Laura as a Romantic Superwoman in The Glass Menagerie

Laura Wingfield is the sort of character who chose the world of fantasy in this mundane world of naked reality. Laura Wingfield was face to face with the brutal limitations of this phenomenal world. She felt oppressed by the harshness of the external world. She knew that the phenomenal world, the world of self-fulfillment can't accommodate the greatness of her vision and view.


Tennessee Williams (1911-1983)

The worlds of matter, the world of phenomenon, the world of stark eventualities were anathema to Laura. That is why she longed for the world of fantasy, the world of imagination and the world of isolation. The external world had made her heavily inferior. That is why she chose to live in the world of fantasy. In her fantasy world she made full use of her imagination. She manufactured little glass animals like unicorns. All those products in her Menagerie were breakable, soft and delicate. She did not care anything at all about the world. More and more she depended upon her imagination and fantasy. She resembles a romantic figure. Laura represents the kind of woman who, despite life's hardships, has maintained her love for nature and art as depicted by her collection of glass animals. Her name in itself is symbolic of her affection for nature. As an artist Laura represents the artists longing for absolute fulfillment she stands for the fragile, almost unearthly ego brutalized by life in the industrialized, depersonalized cities of the western world. The physically and emotionally fragile Laura escapes from her mid-twentieth-century-urban predicament in St. Louis, to which her family has migrated from the rural-pastoral south.

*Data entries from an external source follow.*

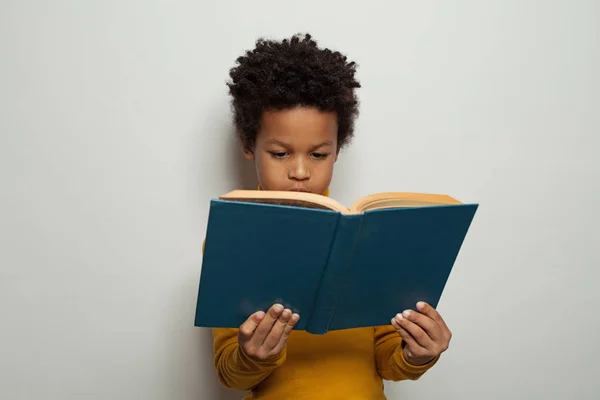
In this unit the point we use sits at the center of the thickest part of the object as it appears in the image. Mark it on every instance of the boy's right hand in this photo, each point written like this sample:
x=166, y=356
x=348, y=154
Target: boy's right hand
x=263, y=336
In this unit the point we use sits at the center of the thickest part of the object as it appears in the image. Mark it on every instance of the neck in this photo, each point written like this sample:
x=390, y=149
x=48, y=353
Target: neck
x=324, y=194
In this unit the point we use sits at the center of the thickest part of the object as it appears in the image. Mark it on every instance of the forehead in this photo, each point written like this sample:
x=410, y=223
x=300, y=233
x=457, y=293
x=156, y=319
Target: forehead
x=298, y=125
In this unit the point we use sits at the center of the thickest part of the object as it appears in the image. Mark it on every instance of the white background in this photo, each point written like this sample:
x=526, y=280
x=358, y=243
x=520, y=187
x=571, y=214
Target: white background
x=115, y=133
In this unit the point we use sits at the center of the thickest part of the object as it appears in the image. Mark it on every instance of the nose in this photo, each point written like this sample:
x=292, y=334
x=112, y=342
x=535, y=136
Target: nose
x=299, y=170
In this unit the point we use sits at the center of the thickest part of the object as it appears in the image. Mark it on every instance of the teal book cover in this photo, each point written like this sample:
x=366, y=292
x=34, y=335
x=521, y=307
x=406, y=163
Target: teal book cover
x=336, y=270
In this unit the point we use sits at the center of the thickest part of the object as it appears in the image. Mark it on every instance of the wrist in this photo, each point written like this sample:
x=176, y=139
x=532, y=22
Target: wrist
x=414, y=360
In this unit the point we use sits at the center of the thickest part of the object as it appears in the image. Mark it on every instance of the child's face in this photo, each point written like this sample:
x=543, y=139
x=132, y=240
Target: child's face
x=295, y=149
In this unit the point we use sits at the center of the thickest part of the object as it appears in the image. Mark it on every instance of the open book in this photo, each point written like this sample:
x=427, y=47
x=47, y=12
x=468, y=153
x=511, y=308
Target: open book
x=374, y=201
x=337, y=267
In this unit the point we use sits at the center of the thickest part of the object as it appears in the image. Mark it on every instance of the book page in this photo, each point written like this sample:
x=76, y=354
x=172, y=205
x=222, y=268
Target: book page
x=379, y=201
x=294, y=199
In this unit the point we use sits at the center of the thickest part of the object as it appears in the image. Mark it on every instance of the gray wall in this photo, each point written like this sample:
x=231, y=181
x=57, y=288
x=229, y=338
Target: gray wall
x=113, y=113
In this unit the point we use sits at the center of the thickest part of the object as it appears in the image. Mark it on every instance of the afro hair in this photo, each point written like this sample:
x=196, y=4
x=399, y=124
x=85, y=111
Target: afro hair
x=294, y=72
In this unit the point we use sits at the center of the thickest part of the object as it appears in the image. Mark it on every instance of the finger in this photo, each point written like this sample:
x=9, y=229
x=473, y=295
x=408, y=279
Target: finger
x=415, y=331
x=250, y=325
x=431, y=312
x=287, y=330
x=277, y=330
x=266, y=324
x=410, y=341
x=426, y=323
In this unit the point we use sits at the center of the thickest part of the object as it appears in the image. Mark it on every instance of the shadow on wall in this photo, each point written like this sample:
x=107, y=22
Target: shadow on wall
x=243, y=176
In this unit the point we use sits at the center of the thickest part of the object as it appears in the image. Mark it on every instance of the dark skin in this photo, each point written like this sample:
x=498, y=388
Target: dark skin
x=296, y=149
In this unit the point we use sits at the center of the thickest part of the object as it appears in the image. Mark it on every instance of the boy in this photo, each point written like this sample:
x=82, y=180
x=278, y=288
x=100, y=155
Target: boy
x=294, y=109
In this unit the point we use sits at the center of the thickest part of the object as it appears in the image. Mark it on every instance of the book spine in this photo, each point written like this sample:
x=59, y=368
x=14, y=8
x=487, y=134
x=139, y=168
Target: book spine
x=333, y=275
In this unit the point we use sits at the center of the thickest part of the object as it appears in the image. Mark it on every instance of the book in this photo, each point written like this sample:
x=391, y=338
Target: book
x=337, y=267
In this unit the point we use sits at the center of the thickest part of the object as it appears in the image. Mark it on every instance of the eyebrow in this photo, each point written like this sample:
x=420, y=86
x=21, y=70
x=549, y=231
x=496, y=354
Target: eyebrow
x=280, y=143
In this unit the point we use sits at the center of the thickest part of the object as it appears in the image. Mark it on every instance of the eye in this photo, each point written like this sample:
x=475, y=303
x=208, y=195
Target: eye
x=278, y=154
x=320, y=156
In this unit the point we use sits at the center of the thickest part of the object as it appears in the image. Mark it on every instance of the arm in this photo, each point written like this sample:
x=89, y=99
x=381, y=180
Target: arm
x=244, y=357
x=390, y=358
x=235, y=369
x=412, y=344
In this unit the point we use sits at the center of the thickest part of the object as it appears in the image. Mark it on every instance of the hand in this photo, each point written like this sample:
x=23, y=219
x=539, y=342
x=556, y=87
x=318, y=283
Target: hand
x=425, y=334
x=263, y=336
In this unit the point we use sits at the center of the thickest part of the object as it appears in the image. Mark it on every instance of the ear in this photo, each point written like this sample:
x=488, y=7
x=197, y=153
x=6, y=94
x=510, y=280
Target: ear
x=248, y=153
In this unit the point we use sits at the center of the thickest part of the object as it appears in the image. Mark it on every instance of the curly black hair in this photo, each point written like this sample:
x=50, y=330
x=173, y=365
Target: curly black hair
x=293, y=72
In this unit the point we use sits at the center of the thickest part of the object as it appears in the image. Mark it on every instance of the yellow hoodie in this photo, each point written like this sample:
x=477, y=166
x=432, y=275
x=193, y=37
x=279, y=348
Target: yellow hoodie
x=346, y=364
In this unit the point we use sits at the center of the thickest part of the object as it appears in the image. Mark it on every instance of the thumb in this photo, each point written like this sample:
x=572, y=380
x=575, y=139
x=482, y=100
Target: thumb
x=407, y=337
x=249, y=326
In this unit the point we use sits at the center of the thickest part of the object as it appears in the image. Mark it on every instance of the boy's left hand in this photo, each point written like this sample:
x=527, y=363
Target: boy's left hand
x=424, y=332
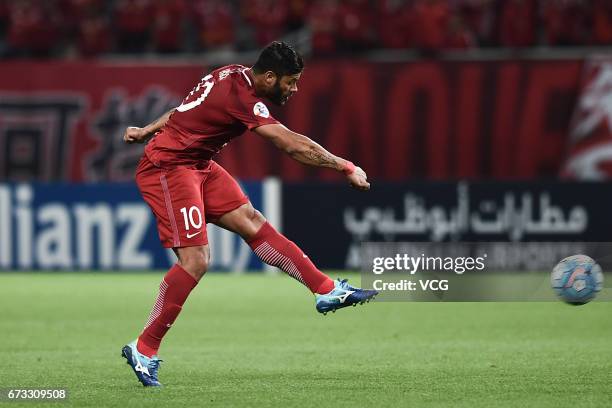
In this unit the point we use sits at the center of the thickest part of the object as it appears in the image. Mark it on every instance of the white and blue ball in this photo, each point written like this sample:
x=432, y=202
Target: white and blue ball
x=577, y=279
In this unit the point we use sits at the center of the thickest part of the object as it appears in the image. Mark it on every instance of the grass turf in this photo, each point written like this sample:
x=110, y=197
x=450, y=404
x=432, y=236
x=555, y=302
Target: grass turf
x=255, y=340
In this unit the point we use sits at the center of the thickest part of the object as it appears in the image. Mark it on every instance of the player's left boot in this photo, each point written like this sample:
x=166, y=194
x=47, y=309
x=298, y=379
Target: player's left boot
x=343, y=295
x=144, y=367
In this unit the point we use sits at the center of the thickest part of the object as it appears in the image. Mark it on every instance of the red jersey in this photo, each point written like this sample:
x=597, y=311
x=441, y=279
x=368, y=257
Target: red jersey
x=222, y=106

Like a romantic, Laura expresses her love for nature. In the collection of little glass animals she made nature has found its expression. Even Laura's name signifies her affinity for the natural together with the transcendent: "Laura" is, somewhat ironically derived from the laurel shrub or tree, a wreath of which was conferred as a mark of honor in ancient times upon heroes and athletes; and "Wingfield" brings to mind the flight of birds across a meadow.

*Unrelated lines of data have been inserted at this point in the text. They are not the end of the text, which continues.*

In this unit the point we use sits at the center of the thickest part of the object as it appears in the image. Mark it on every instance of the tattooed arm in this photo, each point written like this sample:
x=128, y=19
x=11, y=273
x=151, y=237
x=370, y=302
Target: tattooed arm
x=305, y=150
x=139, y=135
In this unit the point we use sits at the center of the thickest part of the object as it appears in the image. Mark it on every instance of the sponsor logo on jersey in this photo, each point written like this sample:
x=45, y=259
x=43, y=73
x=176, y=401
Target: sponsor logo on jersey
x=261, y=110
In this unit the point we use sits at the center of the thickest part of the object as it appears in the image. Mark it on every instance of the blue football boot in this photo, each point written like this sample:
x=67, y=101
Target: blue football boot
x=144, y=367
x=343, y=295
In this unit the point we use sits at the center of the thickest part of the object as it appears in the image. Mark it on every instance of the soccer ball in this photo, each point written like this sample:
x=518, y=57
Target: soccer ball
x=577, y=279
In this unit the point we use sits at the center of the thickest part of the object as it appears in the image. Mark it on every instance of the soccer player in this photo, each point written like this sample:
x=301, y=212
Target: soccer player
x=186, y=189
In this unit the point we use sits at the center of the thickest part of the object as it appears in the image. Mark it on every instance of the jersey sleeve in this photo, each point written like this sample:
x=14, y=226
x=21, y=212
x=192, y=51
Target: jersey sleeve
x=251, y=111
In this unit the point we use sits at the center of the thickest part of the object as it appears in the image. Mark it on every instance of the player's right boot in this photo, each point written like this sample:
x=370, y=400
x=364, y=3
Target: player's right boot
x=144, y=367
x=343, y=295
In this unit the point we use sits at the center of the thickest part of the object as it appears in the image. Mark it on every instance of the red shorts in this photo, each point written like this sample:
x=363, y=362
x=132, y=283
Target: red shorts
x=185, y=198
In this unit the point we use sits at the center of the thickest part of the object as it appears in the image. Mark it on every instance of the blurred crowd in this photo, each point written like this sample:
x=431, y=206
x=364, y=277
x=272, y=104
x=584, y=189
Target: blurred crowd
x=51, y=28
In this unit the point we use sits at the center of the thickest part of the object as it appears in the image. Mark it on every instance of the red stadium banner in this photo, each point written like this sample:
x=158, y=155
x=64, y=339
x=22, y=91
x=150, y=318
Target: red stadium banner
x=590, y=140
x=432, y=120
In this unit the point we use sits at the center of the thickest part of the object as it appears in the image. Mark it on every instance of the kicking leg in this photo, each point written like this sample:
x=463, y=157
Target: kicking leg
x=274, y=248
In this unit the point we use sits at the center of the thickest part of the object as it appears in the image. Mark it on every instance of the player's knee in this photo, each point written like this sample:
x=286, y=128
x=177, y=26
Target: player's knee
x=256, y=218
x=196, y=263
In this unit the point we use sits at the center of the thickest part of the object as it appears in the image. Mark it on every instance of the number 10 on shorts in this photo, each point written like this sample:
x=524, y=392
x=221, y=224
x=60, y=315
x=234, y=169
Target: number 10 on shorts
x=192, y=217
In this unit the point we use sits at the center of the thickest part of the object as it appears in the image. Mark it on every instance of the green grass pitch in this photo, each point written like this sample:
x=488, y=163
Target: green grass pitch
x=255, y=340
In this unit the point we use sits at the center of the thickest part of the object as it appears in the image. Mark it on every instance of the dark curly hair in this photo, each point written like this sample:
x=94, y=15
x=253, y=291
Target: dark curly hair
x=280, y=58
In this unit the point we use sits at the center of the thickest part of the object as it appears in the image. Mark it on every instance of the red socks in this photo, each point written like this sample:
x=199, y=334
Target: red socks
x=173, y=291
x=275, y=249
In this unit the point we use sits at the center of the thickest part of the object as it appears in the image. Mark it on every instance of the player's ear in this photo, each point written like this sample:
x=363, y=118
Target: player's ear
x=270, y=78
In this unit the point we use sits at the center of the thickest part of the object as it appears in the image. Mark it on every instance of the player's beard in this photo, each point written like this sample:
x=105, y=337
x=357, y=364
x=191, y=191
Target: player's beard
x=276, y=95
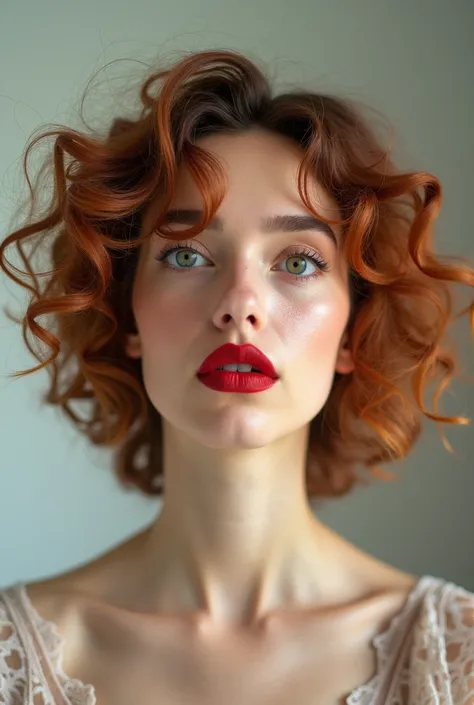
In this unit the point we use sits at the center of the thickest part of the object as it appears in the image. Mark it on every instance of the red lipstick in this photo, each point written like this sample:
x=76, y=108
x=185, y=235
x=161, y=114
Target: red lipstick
x=261, y=374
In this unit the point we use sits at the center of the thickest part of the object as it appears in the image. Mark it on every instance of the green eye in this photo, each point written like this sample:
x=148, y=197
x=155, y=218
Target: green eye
x=186, y=258
x=295, y=264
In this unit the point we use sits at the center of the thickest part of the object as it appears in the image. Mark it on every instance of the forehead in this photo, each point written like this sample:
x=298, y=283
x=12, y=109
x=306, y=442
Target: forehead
x=261, y=178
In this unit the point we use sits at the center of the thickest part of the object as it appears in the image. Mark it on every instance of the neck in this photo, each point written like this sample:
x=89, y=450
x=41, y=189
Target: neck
x=236, y=537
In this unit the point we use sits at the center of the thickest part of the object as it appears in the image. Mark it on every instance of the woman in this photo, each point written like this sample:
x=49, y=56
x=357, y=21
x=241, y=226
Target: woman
x=246, y=287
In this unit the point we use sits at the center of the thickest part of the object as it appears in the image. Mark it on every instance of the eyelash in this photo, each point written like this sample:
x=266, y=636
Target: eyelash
x=320, y=263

Jim's nickname for Laura "Blue Roses" signifies her affinity for natural-flowers-together with the transcendent-blue flowers, which do not occur naturally and thus come to symbolize her yearning for both ideal and mystical beauty and spiritual or romantic love. That beauty is also symbolized by Laura's favorite among the animals in her glass menagerie, the fabled, otherworldly, unicorn. And that love comes to her, however fleetingly, in the person of her name, Jim O'Connor, who beatifies, Laura by emphasizing what is special, even divine, about her and downplaying her disability.

Laura embodies a remarkable, romantic ethos. Her dedication to art, her adherence to nature and her effort to attain transcendence collectively signify the imbedded romantic perspective on the play The Glass Menagerie. Moreover, the playwright's fascination with symbols, images and the filtration of experiences come through memory.